A central database is maintained only on teachers who have been convicted and whose licenses have been revoked, Peiffer said.
"As foolproof as you build these systems, you'll never get to a point where you'll have an absolute check on every person," Peiffer said. "Inevitably, some will slip through the cracks. Of course, we flag convictions."
Annapolis school officials would not reveal what Scott put on her job application, but they said that a conviction for felony assault with a deadly weapon, such as the one Scott had in North Carolina in 1985, would eliminate an applicant from consideration.
Because Scott had her record expunged in Anne Arundel, Baltimore school officials had no legal means of learning about her history with students there. Defendants found not guilty have the right to petition to have the charges, court dates and dispositions erased from their records. This line is longer than measure/can't be broken Baltimore schools spokeswoman Vanessa Pyatt said yesterday that officials knew Scott had taught in Annapolis when they hired her and that they "got a favorable report from her principal."
A day after her acquittal last month, Scott reapplied for her Baltimore teaching job, saying the system needs qualified teachers. Officials say they have not decided whether to rehire her.
Claim of misidentification
Scott would not comment for this article. Through the attorneys who represented her in Baltimore Circuit Court, Keith Zimmerman and Sabrina Willis, she said she is not the person charged in all of the cases.

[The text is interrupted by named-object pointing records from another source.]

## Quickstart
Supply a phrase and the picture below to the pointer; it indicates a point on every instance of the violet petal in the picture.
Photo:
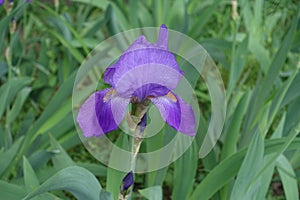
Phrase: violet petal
(102, 112)
(127, 181)
(156, 76)
(176, 112)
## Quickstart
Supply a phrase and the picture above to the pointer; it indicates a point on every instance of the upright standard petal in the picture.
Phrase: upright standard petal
(177, 113)
(102, 112)
(142, 52)
(148, 80)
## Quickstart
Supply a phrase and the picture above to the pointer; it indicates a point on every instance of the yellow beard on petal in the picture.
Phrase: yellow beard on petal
(172, 97)
(109, 94)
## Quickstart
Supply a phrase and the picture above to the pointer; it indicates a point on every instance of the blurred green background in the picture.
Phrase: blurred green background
(256, 46)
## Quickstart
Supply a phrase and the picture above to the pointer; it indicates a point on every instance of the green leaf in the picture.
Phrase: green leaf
(11, 191)
(61, 159)
(104, 195)
(115, 177)
(251, 165)
(6, 157)
(232, 133)
(100, 4)
(217, 177)
(152, 193)
(30, 178)
(79, 181)
(21, 97)
(59, 99)
(184, 173)
(9, 90)
(57, 117)
(288, 178)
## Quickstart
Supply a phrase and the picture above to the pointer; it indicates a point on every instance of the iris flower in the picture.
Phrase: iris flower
(145, 72)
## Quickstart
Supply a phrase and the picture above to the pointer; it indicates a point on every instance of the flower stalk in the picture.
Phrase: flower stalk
(138, 117)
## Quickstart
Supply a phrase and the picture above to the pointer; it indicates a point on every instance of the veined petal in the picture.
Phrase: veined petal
(148, 80)
(101, 113)
(176, 112)
(142, 52)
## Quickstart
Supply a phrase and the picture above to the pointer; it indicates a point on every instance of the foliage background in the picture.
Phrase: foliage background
(257, 50)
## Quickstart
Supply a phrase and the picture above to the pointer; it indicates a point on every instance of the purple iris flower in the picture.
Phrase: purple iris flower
(127, 181)
(2, 1)
(144, 72)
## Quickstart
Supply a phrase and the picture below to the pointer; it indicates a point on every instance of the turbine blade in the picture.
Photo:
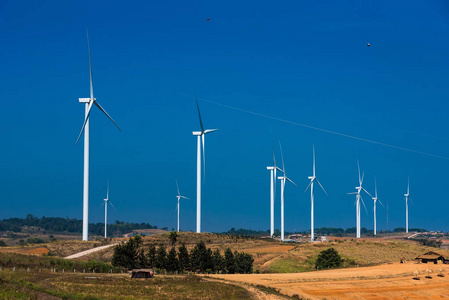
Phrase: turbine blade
(408, 185)
(204, 158)
(209, 130)
(282, 157)
(272, 148)
(367, 192)
(199, 114)
(310, 183)
(85, 121)
(313, 147)
(112, 205)
(363, 202)
(102, 109)
(321, 187)
(290, 180)
(358, 168)
(90, 68)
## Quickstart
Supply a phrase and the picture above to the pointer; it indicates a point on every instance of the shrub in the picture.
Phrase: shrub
(328, 258)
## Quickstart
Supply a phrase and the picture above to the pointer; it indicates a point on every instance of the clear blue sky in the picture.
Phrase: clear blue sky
(304, 62)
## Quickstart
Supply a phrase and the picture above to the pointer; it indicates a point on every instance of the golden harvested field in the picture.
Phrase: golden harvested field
(387, 281)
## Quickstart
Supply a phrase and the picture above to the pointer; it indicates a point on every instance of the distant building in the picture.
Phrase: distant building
(431, 257)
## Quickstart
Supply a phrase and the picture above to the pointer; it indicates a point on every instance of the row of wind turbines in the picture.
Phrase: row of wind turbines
(273, 169)
(89, 102)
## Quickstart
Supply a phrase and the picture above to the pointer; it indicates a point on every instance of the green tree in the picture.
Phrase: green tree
(128, 255)
(173, 236)
(151, 256)
(161, 257)
(172, 264)
(243, 262)
(217, 261)
(183, 258)
(328, 258)
(229, 261)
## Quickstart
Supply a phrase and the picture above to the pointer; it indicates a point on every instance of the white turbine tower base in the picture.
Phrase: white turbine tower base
(201, 137)
(375, 199)
(283, 179)
(406, 205)
(179, 198)
(312, 179)
(105, 203)
(89, 102)
(357, 201)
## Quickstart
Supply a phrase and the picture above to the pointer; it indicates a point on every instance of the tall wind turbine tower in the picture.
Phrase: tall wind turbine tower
(88, 106)
(105, 203)
(179, 198)
(375, 199)
(312, 179)
(273, 170)
(358, 198)
(406, 205)
(200, 134)
(283, 179)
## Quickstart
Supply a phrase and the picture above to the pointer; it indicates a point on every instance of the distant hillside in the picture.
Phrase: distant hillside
(54, 224)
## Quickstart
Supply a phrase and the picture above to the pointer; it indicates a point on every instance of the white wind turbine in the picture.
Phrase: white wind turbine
(273, 170)
(88, 106)
(179, 198)
(312, 179)
(105, 203)
(283, 178)
(375, 199)
(358, 198)
(200, 135)
(406, 205)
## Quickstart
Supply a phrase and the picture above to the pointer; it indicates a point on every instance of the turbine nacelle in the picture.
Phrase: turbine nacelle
(86, 100)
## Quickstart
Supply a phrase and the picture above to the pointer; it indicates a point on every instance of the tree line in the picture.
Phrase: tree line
(56, 224)
(132, 255)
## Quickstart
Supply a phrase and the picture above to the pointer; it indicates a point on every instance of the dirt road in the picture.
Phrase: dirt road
(77, 255)
(389, 281)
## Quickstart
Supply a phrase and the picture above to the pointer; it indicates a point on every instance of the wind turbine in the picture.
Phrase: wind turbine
(358, 198)
(283, 178)
(273, 170)
(88, 106)
(312, 179)
(105, 203)
(200, 135)
(406, 205)
(179, 198)
(375, 199)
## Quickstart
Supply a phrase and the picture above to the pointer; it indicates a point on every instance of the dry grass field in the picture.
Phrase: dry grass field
(386, 281)
(372, 271)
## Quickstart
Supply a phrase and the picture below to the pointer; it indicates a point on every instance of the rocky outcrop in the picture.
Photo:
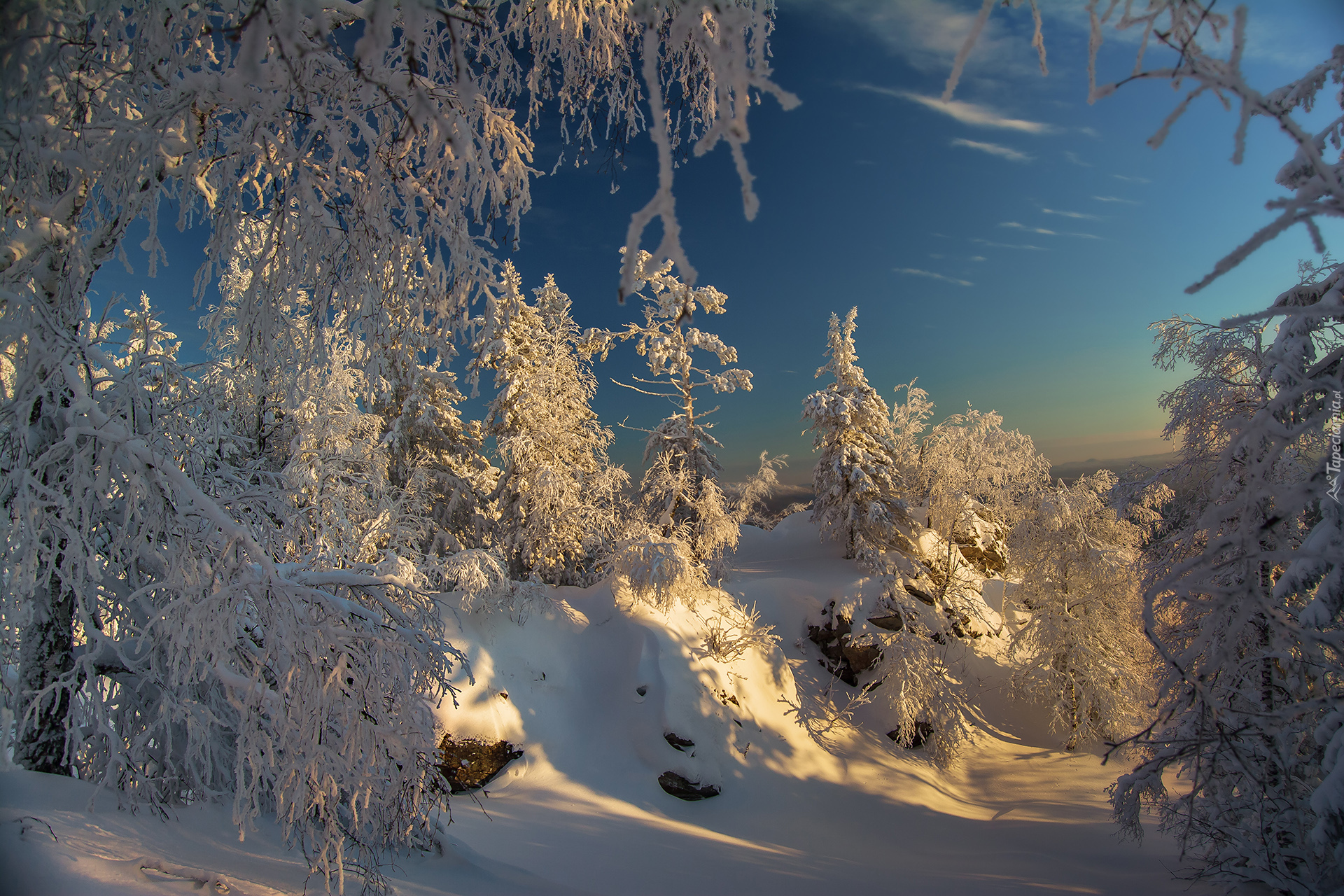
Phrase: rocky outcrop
(683, 789)
(470, 763)
(844, 656)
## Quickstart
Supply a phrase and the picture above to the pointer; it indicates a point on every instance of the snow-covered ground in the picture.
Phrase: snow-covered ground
(804, 808)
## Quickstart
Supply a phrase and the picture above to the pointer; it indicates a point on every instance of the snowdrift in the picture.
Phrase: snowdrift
(813, 794)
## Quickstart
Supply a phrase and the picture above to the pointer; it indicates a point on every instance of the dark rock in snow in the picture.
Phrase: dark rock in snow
(470, 763)
(683, 789)
(862, 657)
(918, 738)
(891, 624)
(920, 594)
(843, 659)
(678, 743)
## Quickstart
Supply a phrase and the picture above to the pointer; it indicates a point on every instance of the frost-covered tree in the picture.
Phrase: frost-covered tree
(1249, 622)
(857, 479)
(1084, 649)
(918, 681)
(1249, 626)
(558, 495)
(971, 456)
(372, 134)
(679, 492)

But The Sun obtained documents from the criminal cases that make it clear -- from birth dates and addresses -- that Scott was the person charged. Although Scott, 41, of Northeast Baltimore, had her record in Anne Arundel County expunged, the newspaper obtained dozens of pages of court documents from the parents of Delbert Bragg, the Annapolis student who said Scott twisted his right arm behind his back, bruising it.
Just after the start of the 1993-1994 school year, pupils in Scott's second-grade class at Tyler Heights Elementary School alleged that she was abusing them. A police report filed after the Braggs complained stated that Scott pushed another boy's head against his desk so hard that his nose bled and that Scott often threw shoes or felt-tip markers at pupils.
After the allegations surfaced, Scott was placed on administrative leave, said Mark Black, supervisor of investigations and records management with the Anne Arundel County schools. Scott worked with pupils for only a few weeks that school year, and her contract wasn't renewed, he said.
`Blame the child'
Delbert testified against Scott at the trial. Anne Arundel County Assistant State's Attorney Anne Colt Leitess prosecuted the case.
"I remember [Scott's attorneys] illustrating the child as a problem child, like he had behavior problems," Leitess said of Delbert, then 6. "My remembrance of the child was he was a very nice, sensitive child but may have occasionally been boisterous. This teacher used his childlike qualities to her benefit during the trial. You know, if she had to grab his arm, it was to control him. Basically, with most of these cases, the defense is to blame the child."
Delbert's parents, Judy and Roy Bragg, say their son can be a handful. He was diagnosed with attention deficit disorder at age 5. But Scott had no right to twist his arm, they said.